While ChatGPT and other generative AI models can access all the information publicly available on the internet, they don’t have access to companies’ valuable, private intellectual property. Giving AI access to that highly protected information would open up a world of new use cases for AI across the industry.
“For the real use, what will happen is that companies will have to pay for an AI model like ChatGPT and start training it—whether ChatGPT enables that or someone will come up with a solution—so that you can take this massively large learning model and now start training it with proprietary data,” Ranjan said. “That will be true for pretty much every enterprise where IT is very important.”
AI Makes Faster, Better Digital Twins
While ChatGPT is a language-learning model that only outputs text, generative AI can also create images and 3D models. In aerospace, that can be particularly useful for generating digital twins.
Aircraft developers and MRO providers alike nowadays often rely on sophisticated virtual models known as digital twins to simulate products, like aircraft and their various subsystems, in a digital environment. Engineers can leverage digital twins to speed product development timelines by reducing the need to physically build and test things, thereby minimizing costs. MRO technicians use digital twins for predictive maintenance and to detect anomalies by comparing real-world sensor data to the data generated by digital twins.
While digital twins can help to save time and resources, they’re also expensive and time-consuming to create. But generative AI will soon make the process of building digital twins much faster.
“Traditional AI is still very manual, and a digital twin is an extremely manual process to build,” Ranjan said. “Large AI models like ChatGPT, once you can verticalize these for the aerospace industry, can remove a lot of that manual work. They can look at text data and image data and start helping you create a digital twin for these automatically.”
According to Ranjan, generative AI will soon allow companies to build digital twins for just a small fraction of what it costs today. For every $1 spent on building a digital twin with traditional methods, “in another three to four years you're looking at like 10 cents,” he said. “In another 10 years, it might be one cent.
“Now these expensive solutions will start getting into the hands of more users,” Ranjan added, noting that he expects just about every aerospace company to be using some form of internal generative AI technology within two to three years.
Will AI Take Our Jobs?
As with just about any other industry, the impact that AI will have on the job market is not yet clear. Robots have already taken over some tasks that humans originally performed in the aerospace industry, and new autonomous airplanes will reduce the demand for commercial pilots.
However, AI has the potential to create jobs that didn’t exist before. Those new roles might involve maintaining AI systems for both aircraft and ground operations, developing algorithms, and ensuring that AI gets used ethically and responsibly.

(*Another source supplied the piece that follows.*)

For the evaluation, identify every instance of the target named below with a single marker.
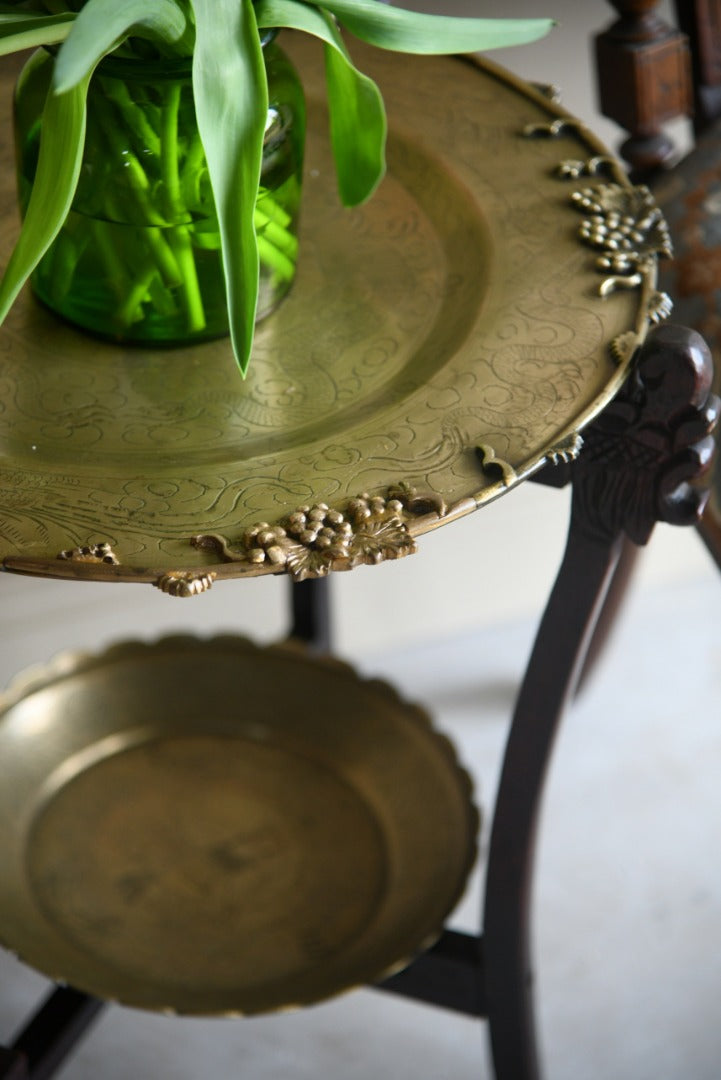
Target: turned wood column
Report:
(701, 21)
(643, 69)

According to Ranjan, aircraft manufacturers and technicians don’t need to worry about robots taking their jobs. Rather, he believes that AI will change the way they work. “The human in the loop is always going to be there,” he said. That’s because AI, while good at pattern recognition and making predictions, will never improve on human perception, he explained.
“If you want the best efficiency in aerospace, because of the high [amount of] intellectual property and very large knowledge base that is needed to operate these things, it will always be a complementary relationship” between machines and human staff," he said.